– Боже. Как стыдно…
«Вертолеты» в голове усугубляют воспоминания про вчерашние танцы.
Пятьдесят копеек за вход. Парадная лестница Часов-Ярского ДК, с витыми перилами, как на «Титанике», подхватывает и, подталкивая, поднимает в зал. Стробоскоп нервно бьет по осколкам движений.
Сквозь сырую толпу вхожу в круг. Рядом чуваки в бейсболках с цепями крутят нижний брейк под MC Hammer.
Следом все вместе подпеваем R. E. M.: «О, ноу! Айсэд ту мач. Айхэвэнт сэд инаф». Конвульсируем под Personal Jesus. Дергаемся под «Шизгару».
Юный пульс заглушает колонки. Scorpions. «Wind of Change». Блондин в красном поло Lacoste и синих джинсах ищет кого-то взглядом. Меня. Помню, как утыкаюсь носом в червоную ткань:
– Наконец я нашла тебя!
Правда, он видит меня… впервые. Вдвоем с приятелем провожает домой через стадион.
Вода из фонтана освежает. В голове кто-то поет голосом Моррисона: «This is the end, baby, this is the end».
Год спустя тетрадь пухнет от стихов. А алая футболка мелькает меж домов в обнимку с какой-то рыжей шаболдой.
Июнь 1994-го коротаю за прилавком «У Мухина». В кармане мирно соседствуют зачетка с оценками за первый курс иняза и билет на Украину.
Уже на Артемовском рынке дергает за руку табличка «Обмен валюты». Бритый качок в татухах скручивает зелень резинкой и уплотняет барсетку.
– Гривны, рубли, доллары, золото. Мурманск, привет! – цепляет меня спекулянт из тех брейкеров с танцев.
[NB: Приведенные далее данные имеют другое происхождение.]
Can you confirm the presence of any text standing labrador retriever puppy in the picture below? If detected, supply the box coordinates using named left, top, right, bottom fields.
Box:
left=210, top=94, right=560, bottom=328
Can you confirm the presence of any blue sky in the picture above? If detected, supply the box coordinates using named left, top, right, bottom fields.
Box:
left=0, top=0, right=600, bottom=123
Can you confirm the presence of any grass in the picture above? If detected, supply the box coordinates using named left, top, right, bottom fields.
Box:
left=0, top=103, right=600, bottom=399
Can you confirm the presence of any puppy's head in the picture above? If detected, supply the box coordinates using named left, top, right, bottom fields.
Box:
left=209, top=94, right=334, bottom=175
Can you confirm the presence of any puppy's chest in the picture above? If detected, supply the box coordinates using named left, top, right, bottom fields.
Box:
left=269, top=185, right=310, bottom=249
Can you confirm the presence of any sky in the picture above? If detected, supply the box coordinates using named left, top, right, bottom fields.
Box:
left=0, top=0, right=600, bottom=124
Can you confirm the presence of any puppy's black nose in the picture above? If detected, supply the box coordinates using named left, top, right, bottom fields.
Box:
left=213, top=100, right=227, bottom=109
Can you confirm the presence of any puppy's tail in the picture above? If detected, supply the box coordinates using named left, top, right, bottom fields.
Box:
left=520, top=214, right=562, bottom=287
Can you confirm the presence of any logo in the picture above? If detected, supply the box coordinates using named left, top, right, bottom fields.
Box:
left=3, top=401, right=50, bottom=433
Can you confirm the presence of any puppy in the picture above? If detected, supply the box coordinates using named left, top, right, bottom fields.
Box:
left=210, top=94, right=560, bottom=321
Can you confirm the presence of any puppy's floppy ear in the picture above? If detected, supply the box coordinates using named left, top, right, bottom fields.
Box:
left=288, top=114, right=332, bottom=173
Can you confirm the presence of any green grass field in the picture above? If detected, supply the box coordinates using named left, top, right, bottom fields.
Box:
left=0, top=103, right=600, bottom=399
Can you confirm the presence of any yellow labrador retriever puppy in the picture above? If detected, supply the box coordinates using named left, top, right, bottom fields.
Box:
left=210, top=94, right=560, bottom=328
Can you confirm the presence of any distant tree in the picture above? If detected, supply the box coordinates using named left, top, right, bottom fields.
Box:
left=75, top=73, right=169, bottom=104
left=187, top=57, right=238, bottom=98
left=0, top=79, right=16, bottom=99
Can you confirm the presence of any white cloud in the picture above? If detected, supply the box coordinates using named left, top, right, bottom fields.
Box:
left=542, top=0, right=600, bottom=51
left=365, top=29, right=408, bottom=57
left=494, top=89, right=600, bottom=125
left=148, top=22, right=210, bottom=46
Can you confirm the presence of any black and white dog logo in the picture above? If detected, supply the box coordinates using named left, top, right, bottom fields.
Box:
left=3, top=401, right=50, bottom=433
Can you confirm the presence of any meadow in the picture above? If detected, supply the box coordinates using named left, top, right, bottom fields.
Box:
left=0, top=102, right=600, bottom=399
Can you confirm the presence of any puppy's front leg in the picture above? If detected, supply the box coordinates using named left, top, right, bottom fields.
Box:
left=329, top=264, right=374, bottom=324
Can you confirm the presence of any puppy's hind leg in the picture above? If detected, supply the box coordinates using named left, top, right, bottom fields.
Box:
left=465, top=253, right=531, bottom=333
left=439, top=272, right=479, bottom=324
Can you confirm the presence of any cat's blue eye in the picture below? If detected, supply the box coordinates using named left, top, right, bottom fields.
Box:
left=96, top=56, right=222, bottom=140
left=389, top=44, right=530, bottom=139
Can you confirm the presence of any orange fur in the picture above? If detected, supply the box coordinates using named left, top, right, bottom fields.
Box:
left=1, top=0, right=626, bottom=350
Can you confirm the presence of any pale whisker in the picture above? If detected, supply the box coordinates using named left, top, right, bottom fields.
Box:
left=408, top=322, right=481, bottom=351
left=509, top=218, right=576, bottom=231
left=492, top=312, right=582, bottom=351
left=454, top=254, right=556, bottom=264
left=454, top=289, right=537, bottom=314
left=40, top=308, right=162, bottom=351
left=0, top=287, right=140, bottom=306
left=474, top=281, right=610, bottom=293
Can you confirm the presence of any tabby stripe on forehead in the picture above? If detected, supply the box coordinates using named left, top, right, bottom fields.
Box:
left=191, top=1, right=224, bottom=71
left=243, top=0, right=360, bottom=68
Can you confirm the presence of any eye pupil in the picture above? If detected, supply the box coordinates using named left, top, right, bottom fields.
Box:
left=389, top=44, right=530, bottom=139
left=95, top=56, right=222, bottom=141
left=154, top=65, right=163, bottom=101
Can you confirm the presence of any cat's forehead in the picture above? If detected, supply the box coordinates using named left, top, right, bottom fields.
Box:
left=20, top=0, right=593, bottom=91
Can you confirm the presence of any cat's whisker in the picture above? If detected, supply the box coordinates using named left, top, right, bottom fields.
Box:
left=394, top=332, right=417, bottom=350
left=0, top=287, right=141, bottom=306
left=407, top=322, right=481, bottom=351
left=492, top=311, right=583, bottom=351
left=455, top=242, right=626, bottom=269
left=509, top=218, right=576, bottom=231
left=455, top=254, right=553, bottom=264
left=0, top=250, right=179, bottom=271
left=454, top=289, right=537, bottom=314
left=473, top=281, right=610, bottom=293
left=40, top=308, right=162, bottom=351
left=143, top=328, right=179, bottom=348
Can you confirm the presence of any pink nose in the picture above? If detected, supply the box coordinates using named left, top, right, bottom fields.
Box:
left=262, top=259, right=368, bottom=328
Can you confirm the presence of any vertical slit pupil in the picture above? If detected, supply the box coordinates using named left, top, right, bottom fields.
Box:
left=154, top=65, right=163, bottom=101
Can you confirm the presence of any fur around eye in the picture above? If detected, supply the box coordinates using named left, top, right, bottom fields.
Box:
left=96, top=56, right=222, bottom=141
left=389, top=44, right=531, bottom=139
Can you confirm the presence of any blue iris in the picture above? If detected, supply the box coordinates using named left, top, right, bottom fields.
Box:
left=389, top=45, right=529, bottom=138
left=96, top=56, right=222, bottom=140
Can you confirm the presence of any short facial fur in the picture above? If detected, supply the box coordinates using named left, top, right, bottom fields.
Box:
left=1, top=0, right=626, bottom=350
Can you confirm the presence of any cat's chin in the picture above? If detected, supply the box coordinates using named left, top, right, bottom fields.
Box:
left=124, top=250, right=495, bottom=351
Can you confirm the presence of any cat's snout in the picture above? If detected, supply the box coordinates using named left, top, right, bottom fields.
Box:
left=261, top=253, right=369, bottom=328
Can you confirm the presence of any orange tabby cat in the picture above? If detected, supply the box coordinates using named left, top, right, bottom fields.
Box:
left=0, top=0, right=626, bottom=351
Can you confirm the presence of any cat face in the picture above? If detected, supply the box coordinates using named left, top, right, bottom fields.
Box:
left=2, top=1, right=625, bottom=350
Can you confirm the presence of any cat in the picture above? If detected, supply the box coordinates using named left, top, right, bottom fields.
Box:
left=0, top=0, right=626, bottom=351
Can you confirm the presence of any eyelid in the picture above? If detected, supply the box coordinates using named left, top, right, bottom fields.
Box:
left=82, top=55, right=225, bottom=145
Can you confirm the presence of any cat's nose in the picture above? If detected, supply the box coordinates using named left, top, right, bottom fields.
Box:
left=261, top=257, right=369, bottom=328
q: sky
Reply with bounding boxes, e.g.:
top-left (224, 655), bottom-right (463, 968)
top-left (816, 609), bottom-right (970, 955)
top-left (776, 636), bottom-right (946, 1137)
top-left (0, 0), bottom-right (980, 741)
Курс выгодный. Юмор забойный. Как допинг звучит:
– До Канала подбросить?
Черные шлепки фарцовщика давят на газ. На баклажановом москвиче бешено мчим по тротуарам тополиных аллей.
Я крещусь. Он гогочет.
Выходные проводим на пляже. Смываем кровавые пятна шампанского и остатки условностей в прохладной ночной воде. Горстями едим мед из трехлитровой банки. Крутим электронщину и избегаем признаний.
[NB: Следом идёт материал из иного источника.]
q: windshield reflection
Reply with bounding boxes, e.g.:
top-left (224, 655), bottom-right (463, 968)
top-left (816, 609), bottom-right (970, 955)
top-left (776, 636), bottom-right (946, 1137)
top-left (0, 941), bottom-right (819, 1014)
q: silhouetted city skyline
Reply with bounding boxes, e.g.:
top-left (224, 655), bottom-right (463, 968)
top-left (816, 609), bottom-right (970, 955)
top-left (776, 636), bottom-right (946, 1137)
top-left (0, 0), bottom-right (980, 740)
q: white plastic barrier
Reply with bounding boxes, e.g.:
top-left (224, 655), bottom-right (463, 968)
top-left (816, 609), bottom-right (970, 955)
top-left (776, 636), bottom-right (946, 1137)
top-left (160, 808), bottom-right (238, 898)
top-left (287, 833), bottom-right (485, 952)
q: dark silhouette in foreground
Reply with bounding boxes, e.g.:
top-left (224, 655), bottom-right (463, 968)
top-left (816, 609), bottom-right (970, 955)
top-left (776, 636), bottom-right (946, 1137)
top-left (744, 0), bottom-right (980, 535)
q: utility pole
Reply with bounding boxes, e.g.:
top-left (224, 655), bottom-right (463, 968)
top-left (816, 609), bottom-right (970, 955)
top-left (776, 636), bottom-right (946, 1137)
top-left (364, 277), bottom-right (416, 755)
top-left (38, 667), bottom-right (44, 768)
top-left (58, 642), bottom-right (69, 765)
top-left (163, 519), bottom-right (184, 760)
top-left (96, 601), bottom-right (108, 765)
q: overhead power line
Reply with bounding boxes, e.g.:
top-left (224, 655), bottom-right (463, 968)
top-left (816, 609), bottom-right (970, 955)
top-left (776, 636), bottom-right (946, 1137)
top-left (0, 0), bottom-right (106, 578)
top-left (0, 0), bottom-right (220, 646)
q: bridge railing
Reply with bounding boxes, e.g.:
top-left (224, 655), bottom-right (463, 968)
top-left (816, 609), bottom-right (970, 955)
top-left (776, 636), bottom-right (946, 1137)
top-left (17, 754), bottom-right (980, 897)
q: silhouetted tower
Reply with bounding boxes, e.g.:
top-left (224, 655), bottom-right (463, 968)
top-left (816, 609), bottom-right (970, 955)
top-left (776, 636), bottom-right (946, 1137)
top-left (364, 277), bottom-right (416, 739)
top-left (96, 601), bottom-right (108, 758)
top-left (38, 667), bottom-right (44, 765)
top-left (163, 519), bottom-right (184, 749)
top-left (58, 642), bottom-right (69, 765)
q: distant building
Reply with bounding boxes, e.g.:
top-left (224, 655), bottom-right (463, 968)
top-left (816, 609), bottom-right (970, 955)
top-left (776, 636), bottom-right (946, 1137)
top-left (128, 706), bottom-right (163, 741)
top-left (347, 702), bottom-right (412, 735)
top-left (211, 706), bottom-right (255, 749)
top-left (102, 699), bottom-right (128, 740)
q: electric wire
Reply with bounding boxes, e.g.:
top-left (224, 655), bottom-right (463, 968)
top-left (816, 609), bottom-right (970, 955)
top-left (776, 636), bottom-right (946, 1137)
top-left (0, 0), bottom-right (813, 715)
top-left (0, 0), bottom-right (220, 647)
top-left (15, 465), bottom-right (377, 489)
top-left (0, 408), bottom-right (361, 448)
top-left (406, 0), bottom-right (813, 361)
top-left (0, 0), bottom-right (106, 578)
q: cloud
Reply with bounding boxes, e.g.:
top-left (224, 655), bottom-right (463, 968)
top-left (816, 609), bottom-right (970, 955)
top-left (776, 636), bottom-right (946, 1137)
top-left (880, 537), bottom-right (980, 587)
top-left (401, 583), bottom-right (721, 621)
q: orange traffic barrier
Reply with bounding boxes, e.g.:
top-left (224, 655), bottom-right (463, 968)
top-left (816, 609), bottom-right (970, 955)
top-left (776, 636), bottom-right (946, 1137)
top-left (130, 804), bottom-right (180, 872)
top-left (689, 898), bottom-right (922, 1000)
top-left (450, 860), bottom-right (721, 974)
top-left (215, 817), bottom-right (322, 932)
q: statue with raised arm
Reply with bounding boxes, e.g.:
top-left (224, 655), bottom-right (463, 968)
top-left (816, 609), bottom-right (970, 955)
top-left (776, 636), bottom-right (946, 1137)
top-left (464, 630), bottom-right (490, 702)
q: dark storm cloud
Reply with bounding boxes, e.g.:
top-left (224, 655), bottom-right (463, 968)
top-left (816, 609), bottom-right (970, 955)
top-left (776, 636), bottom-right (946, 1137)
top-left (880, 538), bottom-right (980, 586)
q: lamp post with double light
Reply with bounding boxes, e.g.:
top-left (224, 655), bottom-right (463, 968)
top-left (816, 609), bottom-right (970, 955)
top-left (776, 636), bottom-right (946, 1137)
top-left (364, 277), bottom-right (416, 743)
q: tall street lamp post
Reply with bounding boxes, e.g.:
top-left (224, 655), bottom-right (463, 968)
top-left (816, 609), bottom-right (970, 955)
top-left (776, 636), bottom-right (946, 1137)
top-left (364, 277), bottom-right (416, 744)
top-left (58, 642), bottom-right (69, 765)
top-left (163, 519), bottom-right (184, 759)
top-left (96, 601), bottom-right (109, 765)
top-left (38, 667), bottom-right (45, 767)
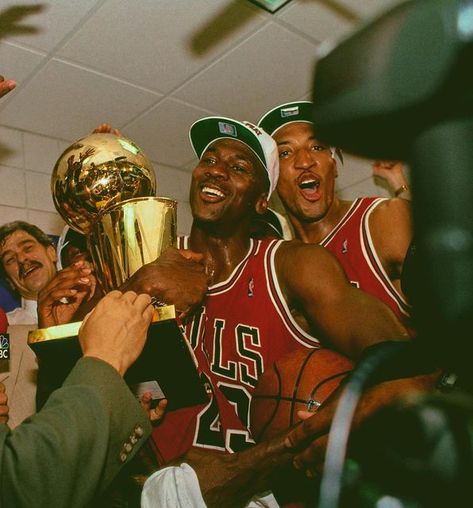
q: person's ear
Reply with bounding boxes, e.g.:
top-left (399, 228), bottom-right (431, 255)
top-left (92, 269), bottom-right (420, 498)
top-left (255, 192), bottom-right (269, 215)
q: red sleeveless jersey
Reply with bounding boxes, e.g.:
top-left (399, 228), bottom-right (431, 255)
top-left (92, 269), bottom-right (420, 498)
top-left (153, 240), bottom-right (320, 464)
top-left (320, 198), bottom-right (410, 326)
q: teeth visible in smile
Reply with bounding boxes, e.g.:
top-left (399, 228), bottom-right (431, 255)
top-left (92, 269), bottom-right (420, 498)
top-left (202, 187), bottom-right (225, 198)
top-left (299, 179), bottom-right (320, 189)
top-left (22, 266), bottom-right (36, 278)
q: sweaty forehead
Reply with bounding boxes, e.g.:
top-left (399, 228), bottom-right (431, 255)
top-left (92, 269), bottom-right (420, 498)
top-left (0, 229), bottom-right (38, 254)
top-left (273, 122), bottom-right (314, 143)
top-left (206, 138), bottom-right (257, 162)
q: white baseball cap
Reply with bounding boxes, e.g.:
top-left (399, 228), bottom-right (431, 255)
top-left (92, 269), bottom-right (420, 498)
top-left (189, 116), bottom-right (279, 198)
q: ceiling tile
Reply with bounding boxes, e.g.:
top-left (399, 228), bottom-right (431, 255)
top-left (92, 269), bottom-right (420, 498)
top-left (278, 2), bottom-right (353, 42)
top-left (124, 99), bottom-right (209, 167)
top-left (0, 0), bottom-right (100, 51)
top-left (23, 132), bottom-right (61, 175)
top-left (59, 0), bottom-right (265, 93)
top-left (328, 0), bottom-right (400, 18)
top-left (175, 23), bottom-right (317, 122)
top-left (0, 43), bottom-right (46, 90)
top-left (0, 127), bottom-right (24, 168)
top-left (2, 60), bottom-right (159, 140)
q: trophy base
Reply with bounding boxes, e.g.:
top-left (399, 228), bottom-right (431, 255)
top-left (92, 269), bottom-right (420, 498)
top-left (28, 305), bottom-right (208, 411)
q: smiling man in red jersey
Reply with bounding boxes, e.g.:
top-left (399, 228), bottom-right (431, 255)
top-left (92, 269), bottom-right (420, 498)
top-left (259, 101), bottom-right (412, 326)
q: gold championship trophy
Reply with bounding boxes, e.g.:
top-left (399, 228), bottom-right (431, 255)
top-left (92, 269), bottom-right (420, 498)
top-left (28, 134), bottom-right (207, 409)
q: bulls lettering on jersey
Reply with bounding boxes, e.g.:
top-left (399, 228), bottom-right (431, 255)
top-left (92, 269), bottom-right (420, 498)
top-left (153, 240), bottom-right (320, 463)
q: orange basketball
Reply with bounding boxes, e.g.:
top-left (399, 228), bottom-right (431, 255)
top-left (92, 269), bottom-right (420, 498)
top-left (250, 348), bottom-right (353, 441)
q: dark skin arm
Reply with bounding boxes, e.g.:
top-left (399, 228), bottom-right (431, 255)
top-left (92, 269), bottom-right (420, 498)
top-left (285, 371), bottom-right (440, 477)
top-left (38, 247), bottom-right (208, 327)
top-left (369, 198), bottom-right (412, 294)
top-left (180, 373), bottom-right (438, 508)
top-left (38, 260), bottom-right (96, 328)
top-left (168, 242), bottom-right (408, 507)
top-left (276, 240), bottom-right (409, 360)
top-left (120, 247), bottom-right (208, 318)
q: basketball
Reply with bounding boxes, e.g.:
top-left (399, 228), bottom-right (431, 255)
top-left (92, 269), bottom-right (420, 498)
top-left (250, 348), bottom-right (353, 442)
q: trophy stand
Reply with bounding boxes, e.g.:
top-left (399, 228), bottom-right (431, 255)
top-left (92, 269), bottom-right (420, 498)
top-left (28, 134), bottom-right (208, 410)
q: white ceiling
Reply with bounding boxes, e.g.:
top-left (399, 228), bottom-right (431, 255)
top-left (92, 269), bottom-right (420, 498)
top-left (0, 0), bottom-right (393, 175)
– Каренина! – спотыкается двойник Мартина Гора и роняет нас прямо на рельсы, когда выбираемся к железнодорожным путям над «ставком». – Возьми меня с собой, заколоти в посылку, отправь на Север!
Наутро колени щиплет от марганцовки, в волосах намертво застряли липучки чертополоха. Снизываю с пальцев перстни, дареные в порыве, укладываю в коробочку от «Киндера» и возвращаю золотовладельцу.
Два месяца пролетели, как несколько дней. На прощание он целиком снимает гриль-бар. Мнет мне подол шелковой юбки и, не скрывая, грустит:
– Я все понимаю, тебе надо учиться, а я диплом себе куплю.
«Oh, mammy. Oh, mammy, mammy blue. Oh, mammy blue…» – стонет акустика. Да, нам точно не по пути.
Лишь однажды в Симеизе, лет через семнадцать, прошлое окликнет меня из черного джипа:
– Све-та-а-а!
С трудом узна́ю в кудрявом белозубом с каре фиксанутого на всю голову.
– Винишка попьем на пляже, как в старые-добрые? Ах. Ты не одна. Жаль.
– Мам, а кто это?
Глава 19. Света Дорс
С кем только меня не сравнивали. Помните Келли из Санта-Барбары? Длинные русые волосы, широкая улыбка. В школе говорили, что я похожа на актрису Робин Райт.
В 1998 году покрасилась в иссиня-черный. Сделала короткую стрижку и познакомилась с Джонни Деппом. Естественно, на широком экране. И понеслось. Вайнона Райдер. Потом влюбилась в творчество Бьорк. Накрутила прическу из шишек и купила в Ганге на Пушкинской оранжевый свитшот. Стала вылитой исландской певицей. Тот же с прищуром взгляд, неординарность.
Увлеклась киберпанком, выстригла затылок и косую челку. Оставила длинные цветные пряди у лица. Добавила черный бомбер, кожаные джинсы и ботинки милитари. Получилась копия «Призрака в доспехах» в исполнении Скарлетт Йоханссон.
Загорела. Осветлилась. Купила красную помаду от Chanel. Накинула пончо в латиноамериканском стиле. Быстро нарекли Софией Вергарой. Одно лицо, не иначе!